The in vivo model showed the decreased size of ulcers by both EEP4% and Glucantime more significantly than the negative control and EEP1% (P < 0.05). It has been confirmed by other studies (4, 10). Similar to the present study, a study by Nilforoushzadeh et al. (4) found that propolis had high efficacy against leishmania in vivo but there were some differences between these studies, including the lack of negative control, the method of analysis, the propolis concentration, the different durations of using the standard drug and propolis, and the lack of in vitro model. Moreover, unlike the current study, Nilforoushzadeh et al. demonstrated the effectiveness of Glucantime as a standard drug (4).

On the contrary, a study by Ayres et al. (12) showed that the Brazilian red propolis gel (propane) and Glucantime alone were not effective against L. amazonensis but red propolis in combination with the Glucantime showed the potential value for treatment of cutaneous leishmaniasis; the reasons for this property were not known and further studies were encouraged.
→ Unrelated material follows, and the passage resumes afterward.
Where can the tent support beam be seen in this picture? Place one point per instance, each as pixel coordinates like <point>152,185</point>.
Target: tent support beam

It is probable that the different species of Leishmania and propolis types may lead to different results.

The essential principle compounds responsible for biological activities of propolis are polyphenols, aromatic acids, diterpenic acids, flavonoids, and phenolic esters that play important roles against Leishmania (4, 7, 13). Leishmania causes high inflammatory and propolis has antioxidant and anti-inflammatory properties that may lead to healing wounds such as cutaneous leishmaniasis (7, 13-15). Indeed, different activities of propolis including enhancing the expression of collagens Type I and III (16, 17) and IFNγ (16), influencing the elimination or reduction of fibrosis development (17), decreasing the release of fibronectin (18), forming biocellulose membranes (10), stimulating natural killer cells, and influencing the release of nitric acid and tumor necrosis factors from macrophages (4) have been reported to help the tissue repair or heal cutaneous leishmaniasis.

5.1. Conclusion

Propolis as an herbal drug could decrease the number of promastigotes of Leishmania major in vitro and the size of scars in cutaneous leishmaniasis in vivo model similar to the standard drug. We suggest using it for complementary treatment.